Pulmonary arterial hypertension, or PAH, is another hot indication, Andersen said, with Actelion Ltd., of Allschwil, Switzerland, taking a commanding lead in the space with Opsumit (macitentan). Selexipag, Actelion's first-in-class selective oral prostacyclin IP receptor agonist, is hot on its heels. (See BioWorld Today, Oct. 21, 2013, and Oct. 22, 2013, Oct. 28, 2013, and June 17, 2014.)

"We've seen a lot of progress in hypertension indications with new mechanisms of action," Andersen said.

Many drugs approved in orphan indications could have legs in broader disease categories outside cancer, she added, citing Esbriet as a drug that could eventually be expanded into other forms of fibrosis "that would not be rare at all."

And she agreed with Hadjivasiliou that pricing could become a bigger bugaboo with the seepage of orphan drugs into broader indications.
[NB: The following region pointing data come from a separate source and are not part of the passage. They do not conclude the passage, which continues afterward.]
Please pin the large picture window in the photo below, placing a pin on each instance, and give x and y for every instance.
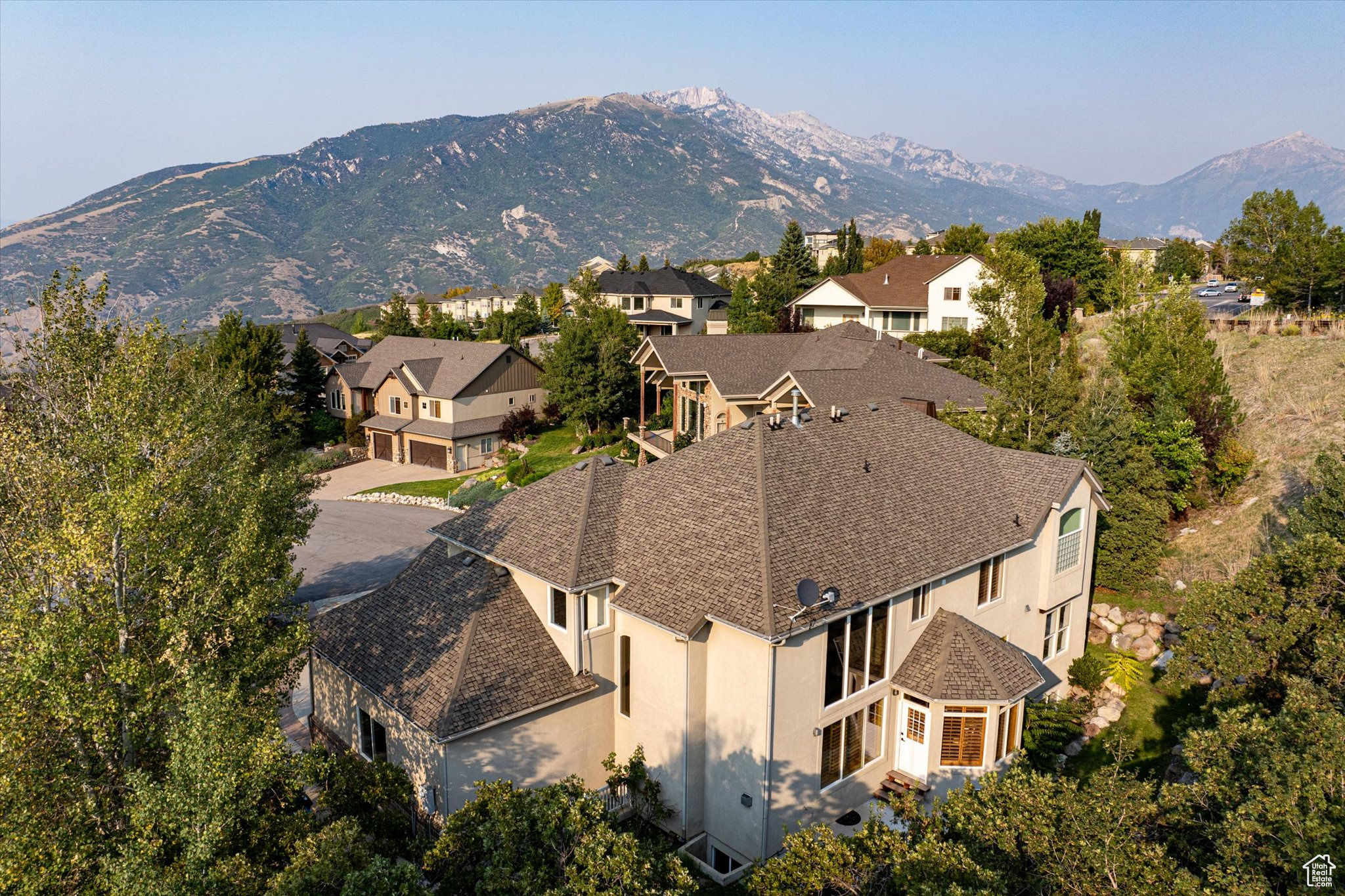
(1056, 639)
(373, 738)
(857, 653)
(853, 742)
(1071, 539)
(963, 736)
"For given orphan indications, the current pricing model could be sustainable," Andersen told BioWorld Insight. "The problem is that we're going to see more and more diseases treated with combination therapies, especially in cancer, where pricing has already been pushed to a very high level. If you have a drug that costs $100,000 per therapy but it works even better if you add another drug that costs $100,000 per therapy, and that combination becomes standard of care for earlier-line patients, you start pushing pricing to a point where you're going to break the system."